"A good deal, no doubt," smiled Adelaide, as they shook hands. "Of one thing I'm quite certain; if Russia had the knowledge that you are going to give to France, Russia would find some means of making those storage works an impossibility."
"And that is exactly what I propose to persuade France to do, if possible; but we can talk that over better when we meet in Paris. And now, my Adelaide, good-night."
He clasped her hand and drew her towards him; for the fraction of a second she drew back, and then she yielded and submitted to his kiss; but when the door had closed behind him, she drew the palm of her hand across her lips with a gesture almost of disgust, and said:
"No, my Victor; that must be the last. You cannot afford a Princess of Bourbon now. I sold myself for statecraft which is craft no longer; and, besides, there is another now. Ah, well, I wonder what will happen in Paris? And Sophie Valdemar, too, and the count! Altogether, I think we shall make quite an interesting little party when we meet in la Ville Lumière."
CHAPTER XI
Ten days had passed since Victor Fargeau's conversation with Adelaide de Condé in Vienna. He had adhered to the decision that he had come to so suddenly under the spell of her wonderful eyes.
He had no family ties now. His mother had died several years before. His two sisters had married Frenchmen, and migrated with their husbands into Normandy. The estate in Alsace, which should have been his own patrimony, was lost, and the German Jew, Weinthal, held not only that but the honour of his family, the good name of his dead father, in his hands. So he had decided to cut himself adrift from his native land until it had become once more a part of France.

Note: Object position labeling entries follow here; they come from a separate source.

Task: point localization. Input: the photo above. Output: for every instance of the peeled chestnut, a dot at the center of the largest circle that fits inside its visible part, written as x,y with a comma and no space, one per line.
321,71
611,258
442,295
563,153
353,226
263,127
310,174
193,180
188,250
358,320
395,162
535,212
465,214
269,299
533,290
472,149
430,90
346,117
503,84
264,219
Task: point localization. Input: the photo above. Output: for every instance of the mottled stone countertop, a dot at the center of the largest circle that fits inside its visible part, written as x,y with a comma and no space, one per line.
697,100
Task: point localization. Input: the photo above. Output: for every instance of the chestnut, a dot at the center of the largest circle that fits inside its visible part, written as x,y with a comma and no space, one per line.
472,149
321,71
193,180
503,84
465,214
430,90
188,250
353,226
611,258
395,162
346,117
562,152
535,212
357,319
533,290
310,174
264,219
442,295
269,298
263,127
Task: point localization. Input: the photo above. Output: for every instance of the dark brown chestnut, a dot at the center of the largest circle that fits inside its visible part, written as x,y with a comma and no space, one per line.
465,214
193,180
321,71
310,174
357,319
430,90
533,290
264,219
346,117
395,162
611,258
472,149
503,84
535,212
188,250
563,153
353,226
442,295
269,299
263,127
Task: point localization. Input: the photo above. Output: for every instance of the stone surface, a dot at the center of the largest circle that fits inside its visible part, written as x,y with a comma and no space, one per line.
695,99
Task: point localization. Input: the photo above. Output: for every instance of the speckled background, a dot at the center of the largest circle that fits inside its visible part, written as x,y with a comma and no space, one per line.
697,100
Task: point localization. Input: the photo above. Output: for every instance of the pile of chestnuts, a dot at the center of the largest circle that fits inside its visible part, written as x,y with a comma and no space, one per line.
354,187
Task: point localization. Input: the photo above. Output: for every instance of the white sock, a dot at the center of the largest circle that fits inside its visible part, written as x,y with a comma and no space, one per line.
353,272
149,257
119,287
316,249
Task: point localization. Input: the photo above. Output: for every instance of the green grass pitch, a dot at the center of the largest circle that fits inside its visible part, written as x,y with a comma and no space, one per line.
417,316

He had written to Petersburg and resigned his position on the Diplomatic Staff, and he had also written to headquarters resigning his commission, and telling enough of his father's story to show that, since it was impossible for him now, as a man with a tarnished name, to hold his head up amongst his brother officers, there was nothing left for him but retirement into civil life.
A reply had come back, to the effect that the circumstances of his very painful case were under consideration, and that he need not report himself for duty until the general of the division to which he was attached had given his decision.
He knew that this was equivalent to an acceptance of his resignation. Even though he had asked for it, his dismissal galled him. He knew perfectly well that he had only entered the German army for the purposes of revenge, that in honest language he could only be described as a traitor and a spy—a man who had deliberately abused his position and the confidence of his superiors to get possession of plans of fortresses, details of manœuvres, lines of communication, available rolling-stock, and points of entry which had been selected for possible invasion.